Gel Cell, Absorbed Glass Mat (AGM), and Wet Cell are various versions of lead acid batteries. The Wet comes in two styles: serviceable, and maintenance free. Gel Cell and the AGM batteries are specialty batteries that typically cost twice as much as a premium Wet Cell battery. However, Gel cell and AGM batteries do not tend to sulfate or degrade as easily as Wet Cell. As a result, there is little chance of a hydrogen gas explosion, or corrosion of electrical components and wiring in close proximity when using these batteries. In most cases AGM batteries will give longer life span and greater cycle life than a Wet Cell battery.

What is the difference between Gel Cell and “(AGM)” Absorbed Electrolyte batteries?

AGM batteries are typically good deep cycle batteries and they deliver their best life performance if recharged before the battery drops below the 50 percent discharge rate. These batteries typically have a shorter life cycle than Gel Cell batteries (as much as ½). They are often best used in applications requiring higher charge and discharge currents such as those in a UPS backup power system.

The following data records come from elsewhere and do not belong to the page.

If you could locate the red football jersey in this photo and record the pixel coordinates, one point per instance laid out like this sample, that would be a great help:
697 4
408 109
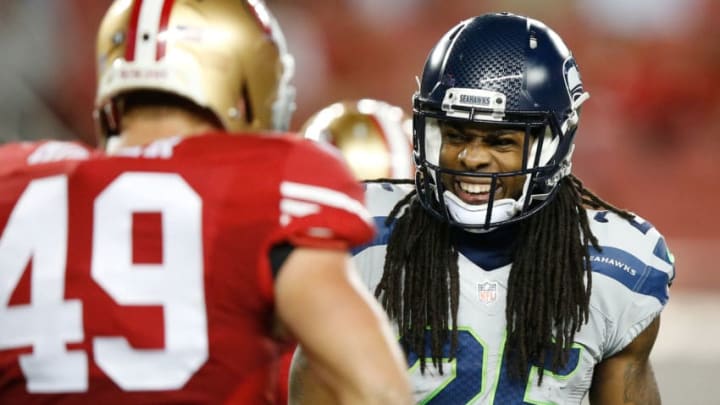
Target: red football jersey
145 278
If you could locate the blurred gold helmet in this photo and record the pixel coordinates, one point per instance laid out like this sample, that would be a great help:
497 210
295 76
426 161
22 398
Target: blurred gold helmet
374 137
227 56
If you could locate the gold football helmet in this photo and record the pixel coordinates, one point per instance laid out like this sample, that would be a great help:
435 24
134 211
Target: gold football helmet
374 137
228 56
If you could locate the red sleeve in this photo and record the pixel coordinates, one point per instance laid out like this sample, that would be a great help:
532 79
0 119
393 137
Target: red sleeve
321 203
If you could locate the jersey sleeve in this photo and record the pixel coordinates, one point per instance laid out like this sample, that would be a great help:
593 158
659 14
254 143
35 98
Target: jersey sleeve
321 203
636 271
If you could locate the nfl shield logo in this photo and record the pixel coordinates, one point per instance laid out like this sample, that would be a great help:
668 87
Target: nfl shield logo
487 292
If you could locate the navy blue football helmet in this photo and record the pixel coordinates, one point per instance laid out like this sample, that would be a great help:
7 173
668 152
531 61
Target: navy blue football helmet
506 70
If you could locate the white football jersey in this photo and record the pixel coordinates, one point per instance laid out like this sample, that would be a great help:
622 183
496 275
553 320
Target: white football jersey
631 276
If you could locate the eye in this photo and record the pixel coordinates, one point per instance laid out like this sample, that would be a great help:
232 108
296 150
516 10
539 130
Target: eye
501 141
454 136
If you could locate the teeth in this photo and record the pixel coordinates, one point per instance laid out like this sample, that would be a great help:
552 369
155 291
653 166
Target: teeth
475 188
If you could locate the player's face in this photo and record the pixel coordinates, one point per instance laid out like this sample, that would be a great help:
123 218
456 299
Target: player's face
481 148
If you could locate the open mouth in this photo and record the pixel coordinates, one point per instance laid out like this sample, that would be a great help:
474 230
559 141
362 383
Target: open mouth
474 193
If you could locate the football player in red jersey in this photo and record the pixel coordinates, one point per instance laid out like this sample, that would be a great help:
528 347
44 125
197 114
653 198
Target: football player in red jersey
173 268
374 137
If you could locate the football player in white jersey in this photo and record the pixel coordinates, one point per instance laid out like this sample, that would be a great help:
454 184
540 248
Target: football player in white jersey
509 282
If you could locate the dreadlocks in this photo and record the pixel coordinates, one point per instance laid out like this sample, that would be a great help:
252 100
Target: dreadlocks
548 287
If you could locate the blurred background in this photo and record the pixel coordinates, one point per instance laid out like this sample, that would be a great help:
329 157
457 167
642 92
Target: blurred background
649 138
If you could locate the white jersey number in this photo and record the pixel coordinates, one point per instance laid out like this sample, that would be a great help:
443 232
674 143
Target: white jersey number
37 231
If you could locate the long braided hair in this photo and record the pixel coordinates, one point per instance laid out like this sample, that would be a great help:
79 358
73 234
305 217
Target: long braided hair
548 288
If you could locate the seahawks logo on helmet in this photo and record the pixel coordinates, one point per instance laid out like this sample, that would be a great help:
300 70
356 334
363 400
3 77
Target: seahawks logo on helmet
572 80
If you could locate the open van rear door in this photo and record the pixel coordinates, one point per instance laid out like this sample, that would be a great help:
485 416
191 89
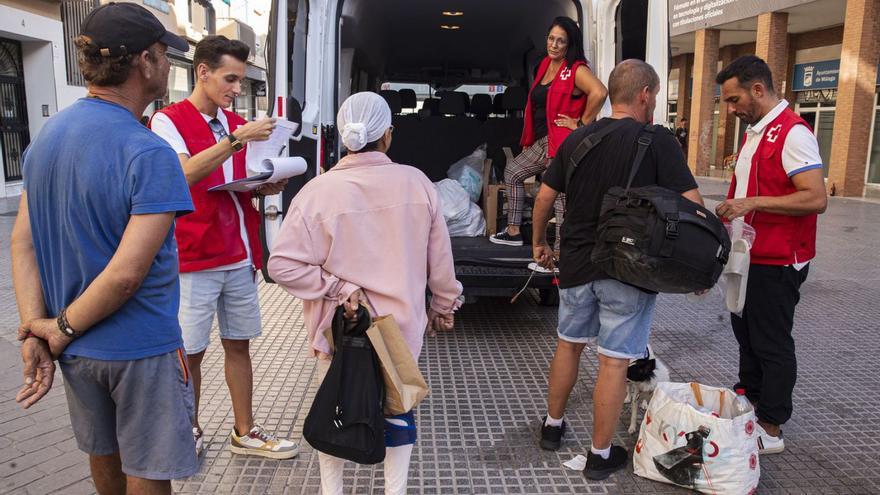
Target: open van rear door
286 60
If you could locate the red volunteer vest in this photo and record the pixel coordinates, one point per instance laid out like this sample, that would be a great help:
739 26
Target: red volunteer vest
210 237
559 100
779 239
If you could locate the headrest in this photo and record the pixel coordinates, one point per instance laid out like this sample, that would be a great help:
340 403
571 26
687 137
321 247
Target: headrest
408 98
481 105
497 103
393 99
432 105
453 103
515 98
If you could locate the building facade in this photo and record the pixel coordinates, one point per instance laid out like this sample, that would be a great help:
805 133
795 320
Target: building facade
39 75
824 56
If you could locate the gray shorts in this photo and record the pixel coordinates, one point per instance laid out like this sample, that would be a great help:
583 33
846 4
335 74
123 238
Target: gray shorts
142 409
230 294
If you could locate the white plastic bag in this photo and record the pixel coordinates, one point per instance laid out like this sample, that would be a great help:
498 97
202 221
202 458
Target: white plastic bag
694 436
463 218
472 225
469 172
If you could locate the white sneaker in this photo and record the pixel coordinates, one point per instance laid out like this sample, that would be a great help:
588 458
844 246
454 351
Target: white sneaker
768 444
262 443
535 267
197 436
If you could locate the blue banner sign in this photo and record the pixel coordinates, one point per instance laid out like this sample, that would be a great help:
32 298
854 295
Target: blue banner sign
818 75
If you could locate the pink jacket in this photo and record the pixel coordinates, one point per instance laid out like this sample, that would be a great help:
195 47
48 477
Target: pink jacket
372 224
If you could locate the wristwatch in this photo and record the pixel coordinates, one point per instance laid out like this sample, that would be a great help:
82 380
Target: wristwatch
64 326
237 145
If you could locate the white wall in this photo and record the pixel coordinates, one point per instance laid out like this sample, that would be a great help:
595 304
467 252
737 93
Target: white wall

The recharge voltages of Gel Cells are lower than the other styles of lead acid battery. Gel Cell batteries are best used in very deep cycle application and may last a bit longer in hot weather conditions. The selection of battery chargers with Gel Cell batteries is critical because using an incorrect battery charger with a Gel Cell battery will cause poor performance and premature battery failure.

What is the difference between Gel Cell/AGM and traditional Wet Cell batteries?

Wet Cells contain liquid electrolyte that can spill if tipped or punctured, causing corrosion to affected areas. Therefore, they are not air transportable without special containers. They cannot be shipped via UPS or Parcel Post, and should not be used near sensitive electronic equipment. They can only be installed “upright.”

Can Gel Cells be installed in sealed battery boxes?

NO! Never install any type of battery in a completely sealed container. Although the normal gasses (oxygen and hydrogen) produced in a Gel Cell battery will recombined and not escape, oxygen and hydrogen can escape from the battery in an overcharged condition (as is typical in any type battery).

For safety’s sake, these potentially explosive gasses must be allowed to vent to the atmosphere and must never be trapped in a sealed battery box or tightly enclosed space.